A minor change to Quebec driver's licenses — the removal of a phone number listed on the back of the license – cost the Société de l'assurance automobile du Québec (SAAQ) a cool $80,000 earlier this year.
The change was listed on the Quebec government's public tender platform — where the government and other public agencies submit requests for contracts relating to public projects — as a "modification of the design of the driving license" on April 11, 2023.
This design modification struck one intrepid citizen (who asked MTL Blog to remain anonymous) as curious, so they filed an Access to Information Request. Such requests are allowed thanks to Canada's Access to Information Act, which permits people living in Canada to request records under Public Safety Canada's purview.

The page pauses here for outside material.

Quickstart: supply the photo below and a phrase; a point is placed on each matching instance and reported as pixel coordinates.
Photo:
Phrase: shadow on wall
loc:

The citizen told MTL Blog that they "assum[ed] that, at the expense of $80,000, significant changes would have been done."
However, the SAAQ's reply to the Access to Information Request revealed that task was for a single phone number to be removed from the back of Quebec licenses.
"Though the SEAO mentions a modification to the permit on the seventh of April, this only consisted in removing a phone number from the reverse of the license," the SAAQ wrote, referring to the tender platform by its acronym, SEAO. "[...] Therefore, we have no design proposition file nor a final submission of the license's new visual design."
MTL Blog has reached out to the SAAQ for comment and will update this article upon receiving a response.
According to the response the citizen received from the SAAQ, a copy of which was reviewed by MTL Blog, the phone number was previously used to verify the validity of a driving permit. But the number was unable to be called by cell phones and also cost Quebecers money to use.
So, the organization spent approximately the average Quebec household's yearly income to remove the number, since the service it provided was both incredibly annoying and also made redundant by the SAAQ's website, which now provides the same service free of charge to anyone with internet access.
It's thus far unclear why the amount for such a minor change was so high, or why removing a single number required a contract in the first place.
This article's cover image was used for illustrative purposes only.